Not from below. Not from a dungeon or a morgue or a sealed door forty kilometers east of her apartment. From the air. From the frequency that [Requiem] tuned to β€” the signal beneath all signals, the channel of the dead that she'd opened during awakening and couldn't close.

*You went to the dead outside the deep places.*

Faint. A whisper across a city. The voice of the entity, traveling forty kilometers through air and concrete and steel and the electromagnetic noise of twelve million people, finding her in a studio apartment in Sinchon like a radio wave finding its antenna.

*Good. You are learning.*

Then nothing. The frequency went silent. The city hummed on.

Yeji opened her eyes. The ceiling was the same ceiling. The apartment was the same apartment. Minwoo was looking at her from the corner, his spectral form tense, his hand on a sword hilt that was barely visible.

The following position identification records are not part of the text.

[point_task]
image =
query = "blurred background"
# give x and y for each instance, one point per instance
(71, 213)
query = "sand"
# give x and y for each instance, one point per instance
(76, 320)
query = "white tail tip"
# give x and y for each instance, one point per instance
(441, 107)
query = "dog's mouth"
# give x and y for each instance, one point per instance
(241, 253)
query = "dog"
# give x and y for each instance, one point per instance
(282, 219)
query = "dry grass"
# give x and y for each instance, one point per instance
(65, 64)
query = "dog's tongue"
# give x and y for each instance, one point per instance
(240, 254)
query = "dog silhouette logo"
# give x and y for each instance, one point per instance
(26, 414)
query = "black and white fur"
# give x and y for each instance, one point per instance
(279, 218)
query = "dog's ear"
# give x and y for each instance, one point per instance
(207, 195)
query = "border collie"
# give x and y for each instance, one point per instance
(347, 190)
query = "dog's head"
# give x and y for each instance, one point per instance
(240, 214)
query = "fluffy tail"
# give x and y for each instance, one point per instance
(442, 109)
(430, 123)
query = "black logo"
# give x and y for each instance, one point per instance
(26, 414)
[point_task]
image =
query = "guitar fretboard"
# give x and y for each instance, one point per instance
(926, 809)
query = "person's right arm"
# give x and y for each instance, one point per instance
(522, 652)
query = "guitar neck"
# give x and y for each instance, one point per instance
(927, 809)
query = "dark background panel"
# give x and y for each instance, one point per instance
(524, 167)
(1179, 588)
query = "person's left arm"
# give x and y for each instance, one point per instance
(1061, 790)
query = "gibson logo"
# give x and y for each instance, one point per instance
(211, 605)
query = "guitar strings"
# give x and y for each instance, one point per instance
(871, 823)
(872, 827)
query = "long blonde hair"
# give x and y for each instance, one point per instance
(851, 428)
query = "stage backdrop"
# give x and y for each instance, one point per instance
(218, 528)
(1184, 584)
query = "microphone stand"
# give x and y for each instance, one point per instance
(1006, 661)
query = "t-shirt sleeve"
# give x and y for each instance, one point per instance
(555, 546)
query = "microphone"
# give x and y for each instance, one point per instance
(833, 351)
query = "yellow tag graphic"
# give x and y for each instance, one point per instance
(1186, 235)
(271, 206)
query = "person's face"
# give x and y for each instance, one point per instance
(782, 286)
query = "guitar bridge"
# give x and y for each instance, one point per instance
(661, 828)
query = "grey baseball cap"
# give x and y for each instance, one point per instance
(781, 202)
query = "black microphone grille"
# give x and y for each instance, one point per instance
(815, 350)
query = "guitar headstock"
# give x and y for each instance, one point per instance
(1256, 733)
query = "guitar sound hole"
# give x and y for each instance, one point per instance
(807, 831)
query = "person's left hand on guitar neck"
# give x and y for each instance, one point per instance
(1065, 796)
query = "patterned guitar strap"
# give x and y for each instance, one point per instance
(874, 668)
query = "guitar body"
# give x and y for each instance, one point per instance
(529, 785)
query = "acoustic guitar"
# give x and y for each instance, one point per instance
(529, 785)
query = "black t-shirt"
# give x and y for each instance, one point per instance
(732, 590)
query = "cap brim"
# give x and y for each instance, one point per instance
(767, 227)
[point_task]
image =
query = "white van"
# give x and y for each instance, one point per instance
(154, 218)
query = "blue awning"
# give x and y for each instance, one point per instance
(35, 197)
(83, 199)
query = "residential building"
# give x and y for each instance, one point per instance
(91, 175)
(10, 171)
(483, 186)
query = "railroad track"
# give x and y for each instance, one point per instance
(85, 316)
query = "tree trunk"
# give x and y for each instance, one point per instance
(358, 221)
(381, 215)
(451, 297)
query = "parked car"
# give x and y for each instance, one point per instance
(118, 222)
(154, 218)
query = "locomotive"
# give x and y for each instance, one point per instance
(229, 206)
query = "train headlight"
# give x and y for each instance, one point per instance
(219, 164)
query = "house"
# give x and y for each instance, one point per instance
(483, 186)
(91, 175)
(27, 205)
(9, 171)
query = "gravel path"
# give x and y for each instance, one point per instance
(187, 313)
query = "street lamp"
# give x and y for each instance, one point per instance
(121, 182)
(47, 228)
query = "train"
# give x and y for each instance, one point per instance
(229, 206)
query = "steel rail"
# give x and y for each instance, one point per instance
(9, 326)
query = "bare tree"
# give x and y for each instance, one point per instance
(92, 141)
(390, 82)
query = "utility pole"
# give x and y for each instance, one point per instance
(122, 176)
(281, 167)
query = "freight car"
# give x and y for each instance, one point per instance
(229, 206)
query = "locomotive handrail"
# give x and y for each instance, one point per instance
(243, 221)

"You heard it too," she said.

"I heard something. What did it say?"

"It said I'm learning." She stared at the ceiling. Forty kilometers. Whatever was behind that sealed door had just reached across an entire metropolitan area to speak to her. Its range was growing. Or, as the voice had implied, she was getting better at hearing it. Neither option was comforting. "It's watching me, Minwoo. It's been watching since the dungeon."

"Can you block it?"

She reached for [Requiem]. The ability was there, resting, its channels bruised but functional. She could feel the frequency β€” the dead channel, the signal she tuned to β€” open and receptive, a radio that couldn't be turned off, only tuned.

"I don't think so," she said. "I think hearing the dead is what I am now. I can't unhear them."

Minwoo was quiet. Then: "Is it dangerous? The voice?"

The honest answer was she didn't know. The entity had been warm. Kind. Fond, even β€” the way it had said her name, the way it had spoken about waiting, about being glad she came. Nothing about it had been threatening.

Which was, in every therapeutic framework she'd ever studied, exactly how the most dangerous things presented themselves. Not with hostility. With intimacy.

"Ask me tomorrow," she said. "After the meeting."

She turned on her side, pulled the blanket to her chin, and lay in the dark listening to the city and the dead and the quiet breathing of a ghost who'd learned that the sky was still blue and his daughter lived in Incheon.

The midterm was in two days. She was not going to study for it.

Some lives, once cracked, didn't go back together the same way.